Dan Bonachea's CS 265 Expert Topic Page
Array Access Loop Optimizations
At a recent Titanium project meeting, a need was expressed for
adding optimizations in the Titanium compiler to streamline accesses to Java arrays within
loops (currently, Titanium array accesses within foreach loops are highly optimized, but
Java array accesses and all accesses within Java for loops apparently are not). I was
encouraged by the group to pursue the addition of these optimizations as my 265 semester
project to help alleviate bottlenecks which have been demonstrated in legacy Java
benchmarks compiled under Titanium. This seems like a worthwhile and reasonable goal for
my semester research project, and I've chosen my "expert topic" to provide
support for this project.
Therefore, Id like my topic to deal with the optimization of array accesses
within loops. If this topic seems overly broad, then I can confine my study to one or more
of the typical constituent optimizations such as invariant code motion, strength reduction
or induction variable elimination.
I've concluded my investigation of my expert topic. My lecture on 4/6
covered various topics in loop optimization (invariant and induction variable analysis,
reassociation, strength reduction, linear test replacement) and bounds checking
elimination. The lecture focused on the material in ARZ Ch. 9 (for the loop
optimizations) and the Gupta 93 paper (for
the bounds checking elimination).
Here are the lecture notes (they were drawn from
- Main notes - These are my high-level, narrative slides
- Motivating Example - from (Allen, Cocke, and Kennedy 81)
- All other examples I showed came directly from ARZ Ch. 9 and the Gupta 93 paper
Loop Optimization Resources (in rough order of
- Peter Markstein, Victoria Markstein and Kenneth Zadeck. "Strength
Reduction", Ch. 9 from Optimization in Compilers, edited by Allen, Rosen and
Zadeck (unpublished textbook) 1992.
- This is the basis for the loop optimization algorithms I presented in class,
and uses the same motivating example. After hearing my lecture you should be able to read
it pretty smoothly and understand what's going on. This seems to be the only source that
uses SSA to perform all the loop optimizations, and they do so quite naturally and
successfully - the algorithms they present are simpler and more powerful than the
conventional (non-SSA) approaches described elsewhere in the literature.
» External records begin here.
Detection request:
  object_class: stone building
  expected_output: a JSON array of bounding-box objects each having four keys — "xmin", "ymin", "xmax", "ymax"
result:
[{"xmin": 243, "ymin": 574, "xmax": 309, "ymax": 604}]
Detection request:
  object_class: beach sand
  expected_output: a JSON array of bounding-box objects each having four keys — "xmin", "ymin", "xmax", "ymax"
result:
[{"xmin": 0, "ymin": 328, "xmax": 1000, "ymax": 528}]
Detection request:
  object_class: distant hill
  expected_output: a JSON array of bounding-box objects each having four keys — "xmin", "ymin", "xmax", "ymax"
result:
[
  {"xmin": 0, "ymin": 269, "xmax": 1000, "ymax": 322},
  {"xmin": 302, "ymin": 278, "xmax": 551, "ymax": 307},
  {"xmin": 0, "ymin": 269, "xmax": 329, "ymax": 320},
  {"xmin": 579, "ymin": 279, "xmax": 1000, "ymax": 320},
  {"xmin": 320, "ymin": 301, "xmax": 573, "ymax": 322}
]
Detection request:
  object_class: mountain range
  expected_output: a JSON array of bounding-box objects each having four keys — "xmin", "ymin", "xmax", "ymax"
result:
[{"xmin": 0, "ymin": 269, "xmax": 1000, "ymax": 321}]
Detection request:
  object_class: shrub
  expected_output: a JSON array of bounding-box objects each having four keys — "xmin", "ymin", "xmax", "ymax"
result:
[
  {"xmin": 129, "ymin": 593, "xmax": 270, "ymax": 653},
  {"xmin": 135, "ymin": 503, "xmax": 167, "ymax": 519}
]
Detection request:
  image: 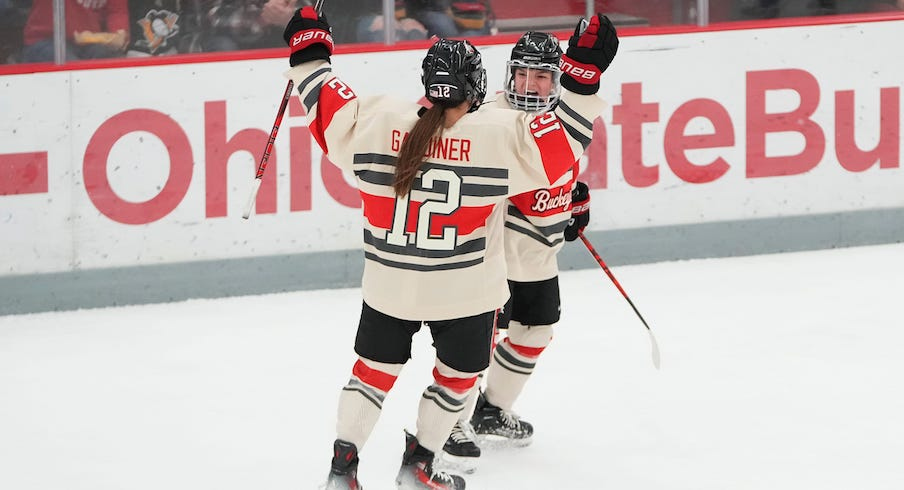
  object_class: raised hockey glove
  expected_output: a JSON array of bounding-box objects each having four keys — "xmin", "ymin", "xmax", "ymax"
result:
[
  {"xmin": 283, "ymin": 6, "xmax": 333, "ymax": 66},
  {"xmin": 565, "ymin": 182, "xmax": 590, "ymax": 242},
  {"xmin": 559, "ymin": 14, "xmax": 618, "ymax": 95}
]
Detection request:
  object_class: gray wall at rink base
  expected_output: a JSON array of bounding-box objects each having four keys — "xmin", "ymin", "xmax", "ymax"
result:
[{"xmin": 0, "ymin": 208, "xmax": 904, "ymax": 315}]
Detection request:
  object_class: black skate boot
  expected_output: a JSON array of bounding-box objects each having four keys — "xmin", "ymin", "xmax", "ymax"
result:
[
  {"xmin": 324, "ymin": 439, "xmax": 363, "ymax": 490},
  {"xmin": 436, "ymin": 420, "xmax": 480, "ymax": 474},
  {"xmin": 471, "ymin": 392, "xmax": 534, "ymax": 447},
  {"xmin": 396, "ymin": 431, "xmax": 465, "ymax": 490}
]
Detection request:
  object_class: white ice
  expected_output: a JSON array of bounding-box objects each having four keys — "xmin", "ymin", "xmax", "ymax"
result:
[{"xmin": 0, "ymin": 244, "xmax": 904, "ymax": 490}]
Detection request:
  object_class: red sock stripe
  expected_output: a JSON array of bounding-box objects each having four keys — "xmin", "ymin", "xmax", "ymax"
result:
[
  {"xmin": 433, "ymin": 368, "xmax": 477, "ymax": 393},
  {"xmin": 352, "ymin": 359, "xmax": 398, "ymax": 392},
  {"xmin": 502, "ymin": 337, "xmax": 546, "ymax": 357}
]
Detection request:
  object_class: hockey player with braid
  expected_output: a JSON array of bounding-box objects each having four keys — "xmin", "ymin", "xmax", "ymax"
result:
[
  {"xmin": 443, "ymin": 27, "xmax": 618, "ymax": 471},
  {"xmin": 284, "ymin": 7, "xmax": 614, "ymax": 490}
]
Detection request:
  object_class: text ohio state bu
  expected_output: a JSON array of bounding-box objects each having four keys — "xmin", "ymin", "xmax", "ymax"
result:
[{"xmin": 292, "ymin": 29, "xmax": 333, "ymax": 53}]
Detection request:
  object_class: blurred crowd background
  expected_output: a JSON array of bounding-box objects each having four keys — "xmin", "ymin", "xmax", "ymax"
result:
[{"xmin": 0, "ymin": 0, "xmax": 904, "ymax": 64}]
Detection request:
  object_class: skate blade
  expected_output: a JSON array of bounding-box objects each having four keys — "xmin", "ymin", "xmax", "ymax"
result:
[
  {"xmin": 433, "ymin": 451, "xmax": 480, "ymax": 475},
  {"xmin": 477, "ymin": 434, "xmax": 533, "ymax": 449}
]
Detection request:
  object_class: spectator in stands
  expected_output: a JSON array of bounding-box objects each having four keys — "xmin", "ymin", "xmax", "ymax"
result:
[
  {"xmin": 127, "ymin": 0, "xmax": 202, "ymax": 56},
  {"xmin": 838, "ymin": 0, "xmax": 904, "ymax": 14},
  {"xmin": 201, "ymin": 0, "xmax": 312, "ymax": 51},
  {"xmin": 0, "ymin": 0, "xmax": 31, "ymax": 65},
  {"xmin": 22, "ymin": 0, "xmax": 129, "ymax": 62},
  {"xmin": 741, "ymin": 0, "xmax": 836, "ymax": 19},
  {"xmin": 323, "ymin": 0, "xmax": 427, "ymax": 44},
  {"xmin": 405, "ymin": 0, "xmax": 491, "ymax": 38}
]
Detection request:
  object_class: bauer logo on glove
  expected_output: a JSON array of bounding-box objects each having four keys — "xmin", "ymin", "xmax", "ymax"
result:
[{"xmin": 283, "ymin": 6, "xmax": 333, "ymax": 66}]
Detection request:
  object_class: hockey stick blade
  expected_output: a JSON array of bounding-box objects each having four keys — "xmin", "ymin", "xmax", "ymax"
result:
[{"xmin": 578, "ymin": 231, "xmax": 660, "ymax": 370}]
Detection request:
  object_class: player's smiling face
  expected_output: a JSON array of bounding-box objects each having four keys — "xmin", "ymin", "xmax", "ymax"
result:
[{"xmin": 515, "ymin": 68, "xmax": 553, "ymax": 97}]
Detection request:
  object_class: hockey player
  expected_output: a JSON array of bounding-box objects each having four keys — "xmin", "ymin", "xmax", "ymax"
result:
[
  {"xmin": 284, "ymin": 7, "xmax": 616, "ymax": 490},
  {"xmin": 443, "ymin": 31, "xmax": 604, "ymax": 471}
]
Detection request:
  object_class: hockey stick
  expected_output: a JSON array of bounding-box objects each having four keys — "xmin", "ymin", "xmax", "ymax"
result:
[
  {"xmin": 242, "ymin": 0, "xmax": 324, "ymax": 219},
  {"xmin": 578, "ymin": 231, "xmax": 659, "ymax": 369}
]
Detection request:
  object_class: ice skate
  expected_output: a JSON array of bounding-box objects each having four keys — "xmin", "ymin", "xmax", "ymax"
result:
[
  {"xmin": 471, "ymin": 393, "xmax": 534, "ymax": 447},
  {"xmin": 322, "ymin": 439, "xmax": 363, "ymax": 490},
  {"xmin": 396, "ymin": 431, "xmax": 465, "ymax": 490},
  {"xmin": 435, "ymin": 420, "xmax": 480, "ymax": 474}
]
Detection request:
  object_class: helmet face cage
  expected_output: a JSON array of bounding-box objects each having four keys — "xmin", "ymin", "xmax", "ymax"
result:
[
  {"xmin": 421, "ymin": 39, "xmax": 487, "ymax": 112},
  {"xmin": 505, "ymin": 31, "xmax": 562, "ymax": 112}
]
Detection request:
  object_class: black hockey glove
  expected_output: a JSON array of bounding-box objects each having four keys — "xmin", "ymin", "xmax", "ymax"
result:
[
  {"xmin": 283, "ymin": 6, "xmax": 333, "ymax": 66},
  {"xmin": 559, "ymin": 14, "xmax": 618, "ymax": 95},
  {"xmin": 565, "ymin": 182, "xmax": 590, "ymax": 242}
]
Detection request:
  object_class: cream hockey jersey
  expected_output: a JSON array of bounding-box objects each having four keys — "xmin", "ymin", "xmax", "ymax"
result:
[
  {"xmin": 287, "ymin": 61, "xmax": 603, "ymax": 321},
  {"xmin": 481, "ymin": 94, "xmax": 579, "ymax": 282}
]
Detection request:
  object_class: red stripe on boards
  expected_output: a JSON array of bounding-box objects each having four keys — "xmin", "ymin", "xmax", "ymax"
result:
[{"xmin": 0, "ymin": 151, "xmax": 48, "ymax": 196}]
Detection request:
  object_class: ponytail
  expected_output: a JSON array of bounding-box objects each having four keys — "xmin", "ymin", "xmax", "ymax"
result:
[{"xmin": 392, "ymin": 104, "xmax": 446, "ymax": 196}]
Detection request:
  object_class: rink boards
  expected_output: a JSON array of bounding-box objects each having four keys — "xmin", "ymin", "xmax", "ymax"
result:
[{"xmin": 0, "ymin": 21, "xmax": 904, "ymax": 314}]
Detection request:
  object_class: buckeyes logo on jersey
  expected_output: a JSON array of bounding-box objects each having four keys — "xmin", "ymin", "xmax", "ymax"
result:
[
  {"xmin": 530, "ymin": 187, "xmax": 571, "ymax": 213},
  {"xmin": 135, "ymin": 10, "xmax": 179, "ymax": 54}
]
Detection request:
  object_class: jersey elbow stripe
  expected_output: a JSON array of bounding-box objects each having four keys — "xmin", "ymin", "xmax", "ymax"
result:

The text also
goes into more depth on some of the architecture-specific optimizations that we glossed
- Michael Gerlek, Eric Stoltz, Michael Wolfe, "Beyond Induction Variables:
Detecting and Classifying Sequences Using a Demand-Driven SSA Form", ACM Transactions
on Programming Languages and Systems, January 1995.
Linear induction variable detection is usually associated with the strength reduction
optimization. For restructuring compilers, effective data dependence analysis requires
that the compiler detect and accurately describe linear and nonlinear induction variables
as well as more general sequences. In this article we present a practical technique for
detecting a broader class of linear induction variables than is usually recognized, as
well as several other sequence forms, including periodic, polynomial, geometric,
monotonic, and wrap-around variables. Our method is based on Factored Use-Def (FUD)
chains, a demand-driven representation of the popular Static Single Assignment (SSA) form.
In this form, strongly connected components of the associated SSA graph correspond to
sequences in the source program: we describe a simple yet efficient algorithm for
detecting and classifying these sequences. We have implemented this algorithm in Nascent,
our restructuring Fortran 90+ compiler, and we present some results showing the
effectiveness of our approach.
- This paper presents a more complicated approach that classifies induction
variables into a richer taxonomy in an attempt to discover and exploit more complicated IV
relationships and enable more powerful strength reduction transformations.
Unfortunately, they find that most of the induction variables that arise in
practice are linear.
- F. E. Allen, John Cocke, and Ken Kennedy, "Reduction of Operator
Strength", Ch. 3 from Program Flow Analysis, edited by Steven Muchnick and
Neil Jones, 1981.
- A frequently cited source for conventional strength reduction. My motivating
example in Fortran was based on an example in this chapter.
- Steven Muchnick, "Loop Optimizations", Ch. 14 from Advanced Compiler
Design & Implementation, 1997.
- Another conventional approach to strength reduction. 35 pages of the same kind
of confusing crap we've all come to expect from this book.
Bounds Checking Elimination Papers (in rough
order of importance):
- Rajiv Gupta, "Optimizing Array Bound Checks
Using Flow Analysis", ACM Letters on Programming Languages and Systems,
Vol.2, Nos.1-4, March-December 1993, Pages 135-150.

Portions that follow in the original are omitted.